EEG = pd.read_csv(uci_epilepsy)
eeg, labels, __ = prepare_data(EEG)
x = eeg.astype('float')
y = labels.astype('float')



In [None]:
len(eeg[0])

## Introduction to the Frequency Domain
So far, we've been looking at our data in the time domain. What that means is that we're looking our EEG as a series of values in time. (In other words, if we plot our EEG, the x-axis, or the *domain* of the plot has units of time!

We can also choose to explore our data in the *frequency domain*. In the frequency domain, the x axis of our plot is the frequency of the signal. 

To understand the frequency domain, we need to start by understanding the composition of our EEG data.






**This next part is going to get a little technical! Don't worry if it doesn't completely make sense right now - you can still complete this project without fully understanding this part.**

###Introduction to Waves

EEG data is a waveform - a signal that consists of a single amplitude that changes in time. (Sound, radio signals, and seismic waves are also waveforms!)

The simplest type of waveform is a sinusoidal wave. A sinusoidal wave is a function made of the sum of sine and cosine functions. The most basic sinusoid function is just a single sine wave. A generic sine wave is shown below:

![](https://drive.google.com/uc?id=1BB_0nwPMvDEkDL9vM-HbYUelHnjYU6vg)
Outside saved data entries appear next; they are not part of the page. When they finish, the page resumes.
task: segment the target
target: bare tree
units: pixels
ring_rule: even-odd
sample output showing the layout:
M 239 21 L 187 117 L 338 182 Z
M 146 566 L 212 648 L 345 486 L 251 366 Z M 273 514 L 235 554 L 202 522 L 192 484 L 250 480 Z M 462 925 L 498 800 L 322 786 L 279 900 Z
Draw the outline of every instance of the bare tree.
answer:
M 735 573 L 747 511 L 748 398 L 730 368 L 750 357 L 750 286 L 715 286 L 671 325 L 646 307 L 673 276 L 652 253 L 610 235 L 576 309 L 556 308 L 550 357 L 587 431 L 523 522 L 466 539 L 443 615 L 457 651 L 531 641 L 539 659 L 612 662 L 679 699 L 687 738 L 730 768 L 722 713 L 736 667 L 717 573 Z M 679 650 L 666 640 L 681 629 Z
The important parts of this wave are the **frequency** (how quickly the wave alternates in time) and the **amplitude** (how tall the wave is). This wave is mathematically represented by the formula:

$y(t) = A*sin(\dfrac{2\pi}{\lambda}t + \phi)$

In the above case, $\phi = 0$! We can also have a non-zero $\phi$. A non-zero value of $\phi$ will shift the wave to the left (if $\phi > 0$) or to the left (if $\phi < 0$), as shown below:

![](https://drive.google.com/uc?id=1gp1HjKRuUO-VOBfDeJeuMD4VF8X_FA1X)

(In the above picture, $\dfrac{2\pi}{\lambda}$ is simplified to $\omega$ but it's the same form of wave!) $\phi$ is known as the **phase** of the wave.
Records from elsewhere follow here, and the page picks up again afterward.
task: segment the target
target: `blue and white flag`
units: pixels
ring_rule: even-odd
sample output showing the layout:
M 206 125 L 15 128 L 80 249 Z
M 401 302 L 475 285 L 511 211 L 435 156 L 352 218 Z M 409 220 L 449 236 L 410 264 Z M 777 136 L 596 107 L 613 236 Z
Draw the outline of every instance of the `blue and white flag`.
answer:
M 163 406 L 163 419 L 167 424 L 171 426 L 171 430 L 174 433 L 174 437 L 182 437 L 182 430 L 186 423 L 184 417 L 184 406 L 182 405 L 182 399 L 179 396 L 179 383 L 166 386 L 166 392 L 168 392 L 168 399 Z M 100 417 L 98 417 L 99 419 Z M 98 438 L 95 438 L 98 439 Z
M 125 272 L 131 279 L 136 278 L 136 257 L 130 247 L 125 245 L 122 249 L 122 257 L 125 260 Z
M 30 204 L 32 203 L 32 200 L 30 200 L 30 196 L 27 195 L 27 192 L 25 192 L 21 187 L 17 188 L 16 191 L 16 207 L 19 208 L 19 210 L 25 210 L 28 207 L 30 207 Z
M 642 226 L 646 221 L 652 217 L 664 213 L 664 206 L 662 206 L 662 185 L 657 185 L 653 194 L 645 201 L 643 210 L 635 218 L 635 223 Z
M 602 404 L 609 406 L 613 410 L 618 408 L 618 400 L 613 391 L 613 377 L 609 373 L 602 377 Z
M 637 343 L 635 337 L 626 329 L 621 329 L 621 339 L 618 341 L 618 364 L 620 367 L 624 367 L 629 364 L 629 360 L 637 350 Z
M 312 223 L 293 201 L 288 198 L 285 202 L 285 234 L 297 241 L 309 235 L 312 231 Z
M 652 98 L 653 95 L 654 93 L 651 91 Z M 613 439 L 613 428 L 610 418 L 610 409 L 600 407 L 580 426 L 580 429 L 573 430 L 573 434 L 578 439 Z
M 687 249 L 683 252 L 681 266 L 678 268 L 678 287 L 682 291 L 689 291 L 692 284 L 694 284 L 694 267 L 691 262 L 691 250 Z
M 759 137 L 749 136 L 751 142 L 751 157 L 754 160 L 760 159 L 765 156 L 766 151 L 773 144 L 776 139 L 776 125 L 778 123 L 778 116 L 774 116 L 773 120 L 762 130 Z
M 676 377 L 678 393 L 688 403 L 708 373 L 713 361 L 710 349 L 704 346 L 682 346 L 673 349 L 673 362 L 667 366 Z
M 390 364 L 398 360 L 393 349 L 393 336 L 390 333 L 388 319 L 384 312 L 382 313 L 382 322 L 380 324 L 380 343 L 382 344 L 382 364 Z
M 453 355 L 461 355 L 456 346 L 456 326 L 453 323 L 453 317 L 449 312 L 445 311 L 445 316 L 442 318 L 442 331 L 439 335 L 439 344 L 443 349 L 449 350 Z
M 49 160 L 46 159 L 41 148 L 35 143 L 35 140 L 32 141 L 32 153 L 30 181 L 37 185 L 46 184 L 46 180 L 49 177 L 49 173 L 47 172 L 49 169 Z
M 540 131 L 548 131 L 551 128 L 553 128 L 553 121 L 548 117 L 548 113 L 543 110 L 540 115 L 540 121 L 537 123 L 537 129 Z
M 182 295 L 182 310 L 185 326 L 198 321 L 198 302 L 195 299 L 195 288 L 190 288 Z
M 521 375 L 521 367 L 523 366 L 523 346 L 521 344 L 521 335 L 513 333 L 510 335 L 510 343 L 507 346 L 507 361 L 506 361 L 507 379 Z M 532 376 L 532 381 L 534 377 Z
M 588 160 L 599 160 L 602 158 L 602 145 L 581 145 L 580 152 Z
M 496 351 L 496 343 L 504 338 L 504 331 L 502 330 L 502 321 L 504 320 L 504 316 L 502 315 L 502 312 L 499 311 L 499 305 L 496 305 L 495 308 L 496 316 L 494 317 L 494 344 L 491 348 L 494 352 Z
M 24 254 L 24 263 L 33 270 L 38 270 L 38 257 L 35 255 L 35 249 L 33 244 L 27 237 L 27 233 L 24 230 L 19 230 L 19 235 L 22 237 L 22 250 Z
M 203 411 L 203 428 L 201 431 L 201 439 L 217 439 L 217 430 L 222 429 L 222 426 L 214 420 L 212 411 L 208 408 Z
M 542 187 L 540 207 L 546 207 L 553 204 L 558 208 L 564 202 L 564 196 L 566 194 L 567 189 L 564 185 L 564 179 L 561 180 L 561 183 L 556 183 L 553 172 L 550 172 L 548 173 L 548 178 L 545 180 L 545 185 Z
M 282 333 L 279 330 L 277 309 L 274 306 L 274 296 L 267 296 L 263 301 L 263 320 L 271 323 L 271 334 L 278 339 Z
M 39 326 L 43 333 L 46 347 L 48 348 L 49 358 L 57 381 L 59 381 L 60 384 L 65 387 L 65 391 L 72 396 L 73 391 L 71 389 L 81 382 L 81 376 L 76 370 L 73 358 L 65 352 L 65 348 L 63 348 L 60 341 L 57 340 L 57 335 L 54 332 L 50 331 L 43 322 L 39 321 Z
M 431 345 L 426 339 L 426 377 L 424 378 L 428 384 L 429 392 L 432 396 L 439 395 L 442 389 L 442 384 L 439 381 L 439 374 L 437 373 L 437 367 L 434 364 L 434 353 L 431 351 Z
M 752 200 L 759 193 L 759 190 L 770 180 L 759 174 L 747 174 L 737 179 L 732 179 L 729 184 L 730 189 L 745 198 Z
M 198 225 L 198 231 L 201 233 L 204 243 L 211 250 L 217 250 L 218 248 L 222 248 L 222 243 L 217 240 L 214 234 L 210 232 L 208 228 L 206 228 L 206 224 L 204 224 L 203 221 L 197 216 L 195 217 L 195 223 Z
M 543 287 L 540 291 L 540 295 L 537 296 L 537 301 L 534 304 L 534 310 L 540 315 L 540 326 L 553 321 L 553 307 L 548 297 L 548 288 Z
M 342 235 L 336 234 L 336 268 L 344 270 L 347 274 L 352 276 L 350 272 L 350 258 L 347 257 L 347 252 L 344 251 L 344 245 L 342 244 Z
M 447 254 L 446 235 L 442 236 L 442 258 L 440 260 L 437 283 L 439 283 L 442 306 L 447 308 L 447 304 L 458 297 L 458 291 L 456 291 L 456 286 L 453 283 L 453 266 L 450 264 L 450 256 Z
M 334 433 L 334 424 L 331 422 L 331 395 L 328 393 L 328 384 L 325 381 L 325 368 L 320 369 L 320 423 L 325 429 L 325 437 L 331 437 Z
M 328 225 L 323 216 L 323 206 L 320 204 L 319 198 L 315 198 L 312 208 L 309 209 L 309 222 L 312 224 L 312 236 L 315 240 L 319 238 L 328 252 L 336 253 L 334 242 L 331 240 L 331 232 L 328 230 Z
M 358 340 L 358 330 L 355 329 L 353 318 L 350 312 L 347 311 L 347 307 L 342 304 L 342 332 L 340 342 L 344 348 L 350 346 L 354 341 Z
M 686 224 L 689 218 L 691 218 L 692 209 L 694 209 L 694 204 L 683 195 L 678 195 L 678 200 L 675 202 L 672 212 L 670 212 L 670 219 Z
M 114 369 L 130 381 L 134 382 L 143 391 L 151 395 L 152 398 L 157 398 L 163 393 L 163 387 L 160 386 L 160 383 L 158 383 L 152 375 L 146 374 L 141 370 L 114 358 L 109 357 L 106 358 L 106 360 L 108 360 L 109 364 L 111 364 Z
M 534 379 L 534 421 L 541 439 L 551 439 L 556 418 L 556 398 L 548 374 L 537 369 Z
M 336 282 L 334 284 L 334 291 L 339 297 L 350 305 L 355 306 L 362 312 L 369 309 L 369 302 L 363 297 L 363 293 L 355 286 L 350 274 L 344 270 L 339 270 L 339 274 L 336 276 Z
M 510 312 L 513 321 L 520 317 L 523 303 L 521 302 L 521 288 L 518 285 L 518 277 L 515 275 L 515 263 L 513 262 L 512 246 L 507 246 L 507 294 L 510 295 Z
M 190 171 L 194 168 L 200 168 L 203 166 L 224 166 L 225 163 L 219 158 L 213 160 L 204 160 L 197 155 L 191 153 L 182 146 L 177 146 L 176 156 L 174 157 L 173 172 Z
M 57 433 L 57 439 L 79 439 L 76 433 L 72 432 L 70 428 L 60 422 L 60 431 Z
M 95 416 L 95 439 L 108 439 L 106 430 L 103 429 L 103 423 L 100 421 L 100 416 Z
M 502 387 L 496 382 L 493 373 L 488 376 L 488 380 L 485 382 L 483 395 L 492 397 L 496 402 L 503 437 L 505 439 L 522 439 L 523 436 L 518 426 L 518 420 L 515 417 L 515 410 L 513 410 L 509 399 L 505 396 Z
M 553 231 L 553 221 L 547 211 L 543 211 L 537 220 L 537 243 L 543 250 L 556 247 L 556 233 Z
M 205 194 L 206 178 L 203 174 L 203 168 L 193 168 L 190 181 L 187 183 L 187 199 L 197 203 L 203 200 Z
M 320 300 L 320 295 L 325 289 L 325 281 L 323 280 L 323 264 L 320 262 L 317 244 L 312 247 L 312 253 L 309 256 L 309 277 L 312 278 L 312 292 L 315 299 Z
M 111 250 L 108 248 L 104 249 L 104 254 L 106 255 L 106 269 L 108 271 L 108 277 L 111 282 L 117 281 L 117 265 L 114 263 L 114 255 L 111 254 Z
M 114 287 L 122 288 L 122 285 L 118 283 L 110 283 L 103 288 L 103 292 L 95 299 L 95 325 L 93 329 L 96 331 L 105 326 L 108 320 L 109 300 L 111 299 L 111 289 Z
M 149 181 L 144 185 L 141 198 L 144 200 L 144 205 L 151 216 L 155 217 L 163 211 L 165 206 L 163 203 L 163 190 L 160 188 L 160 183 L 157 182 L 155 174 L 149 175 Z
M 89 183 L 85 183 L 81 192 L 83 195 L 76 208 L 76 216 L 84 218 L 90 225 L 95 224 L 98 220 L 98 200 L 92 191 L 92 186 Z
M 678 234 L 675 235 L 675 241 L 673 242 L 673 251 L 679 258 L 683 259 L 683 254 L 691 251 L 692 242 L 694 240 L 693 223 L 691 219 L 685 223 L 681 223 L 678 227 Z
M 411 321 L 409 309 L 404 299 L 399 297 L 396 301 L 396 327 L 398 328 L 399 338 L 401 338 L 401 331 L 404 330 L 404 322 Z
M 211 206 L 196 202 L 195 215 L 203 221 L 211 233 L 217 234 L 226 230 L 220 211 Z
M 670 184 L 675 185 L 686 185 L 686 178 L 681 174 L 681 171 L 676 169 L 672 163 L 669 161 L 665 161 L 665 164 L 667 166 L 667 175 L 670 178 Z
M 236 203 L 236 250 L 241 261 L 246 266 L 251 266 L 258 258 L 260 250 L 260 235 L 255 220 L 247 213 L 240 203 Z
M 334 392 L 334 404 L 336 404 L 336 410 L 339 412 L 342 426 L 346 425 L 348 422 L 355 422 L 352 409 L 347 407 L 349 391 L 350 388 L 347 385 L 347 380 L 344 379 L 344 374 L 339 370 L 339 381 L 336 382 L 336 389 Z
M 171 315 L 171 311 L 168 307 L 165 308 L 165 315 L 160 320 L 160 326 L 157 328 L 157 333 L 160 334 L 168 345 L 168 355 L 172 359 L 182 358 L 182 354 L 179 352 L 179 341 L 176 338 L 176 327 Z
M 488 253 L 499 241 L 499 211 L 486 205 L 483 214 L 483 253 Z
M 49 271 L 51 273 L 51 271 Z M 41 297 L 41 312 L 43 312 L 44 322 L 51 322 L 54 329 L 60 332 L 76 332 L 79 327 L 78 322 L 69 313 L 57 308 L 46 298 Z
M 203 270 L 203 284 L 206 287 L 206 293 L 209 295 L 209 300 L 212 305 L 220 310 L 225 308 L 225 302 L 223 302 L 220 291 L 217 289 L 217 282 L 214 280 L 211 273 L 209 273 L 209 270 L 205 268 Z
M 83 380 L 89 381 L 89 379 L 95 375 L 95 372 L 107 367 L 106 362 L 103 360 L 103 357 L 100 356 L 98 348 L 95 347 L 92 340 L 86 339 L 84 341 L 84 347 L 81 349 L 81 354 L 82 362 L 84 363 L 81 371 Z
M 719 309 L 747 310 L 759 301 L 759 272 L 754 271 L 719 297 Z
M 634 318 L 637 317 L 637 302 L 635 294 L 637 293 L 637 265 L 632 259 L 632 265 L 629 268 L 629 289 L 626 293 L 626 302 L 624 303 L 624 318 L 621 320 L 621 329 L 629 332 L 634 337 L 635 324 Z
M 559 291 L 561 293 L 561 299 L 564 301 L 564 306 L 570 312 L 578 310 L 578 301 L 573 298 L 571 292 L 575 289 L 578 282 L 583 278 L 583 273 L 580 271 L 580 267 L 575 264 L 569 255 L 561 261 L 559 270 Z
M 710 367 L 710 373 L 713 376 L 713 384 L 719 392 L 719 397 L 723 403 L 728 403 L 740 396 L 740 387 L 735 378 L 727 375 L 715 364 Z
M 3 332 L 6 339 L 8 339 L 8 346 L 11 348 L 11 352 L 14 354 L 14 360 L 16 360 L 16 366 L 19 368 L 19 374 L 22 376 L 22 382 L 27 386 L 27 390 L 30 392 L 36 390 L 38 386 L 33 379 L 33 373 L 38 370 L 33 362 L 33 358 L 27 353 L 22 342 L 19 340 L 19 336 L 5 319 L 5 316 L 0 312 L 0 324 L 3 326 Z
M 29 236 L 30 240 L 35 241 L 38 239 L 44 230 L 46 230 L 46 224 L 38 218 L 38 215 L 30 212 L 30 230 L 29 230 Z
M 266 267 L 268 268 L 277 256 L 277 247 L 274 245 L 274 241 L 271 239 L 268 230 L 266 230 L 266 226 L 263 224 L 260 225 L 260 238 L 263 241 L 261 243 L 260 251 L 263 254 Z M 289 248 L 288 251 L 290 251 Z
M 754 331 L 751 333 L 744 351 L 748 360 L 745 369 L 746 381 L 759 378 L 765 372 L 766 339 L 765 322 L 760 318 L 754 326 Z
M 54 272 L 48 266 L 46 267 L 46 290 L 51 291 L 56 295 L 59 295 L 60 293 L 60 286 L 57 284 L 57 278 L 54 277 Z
These three variables (amplitude, frequency, and phase) determine the shape of the sine wave.


If you're not familiar with waves, you might consider going over [these](https://www.mathsisfun.com/physics/waves-introduction.html) [two](https://www.mathsisfun.com/algebra/amplitude-period-frequency-phase-shift.html) quick primers from Math is Fun!

### Representing EEG waves as Sine Waves

It's cool that we can represent a wave as a simple mathematical formula, but our EEG data looks a lot messier than the waves we saw above! For reference, here's the EEG we plotted in Colab 1: 

![](https://drive.google.com/uc?id=1G3KK6LBKX1Iiz4dV2nt2LXnWSuWkv3IU)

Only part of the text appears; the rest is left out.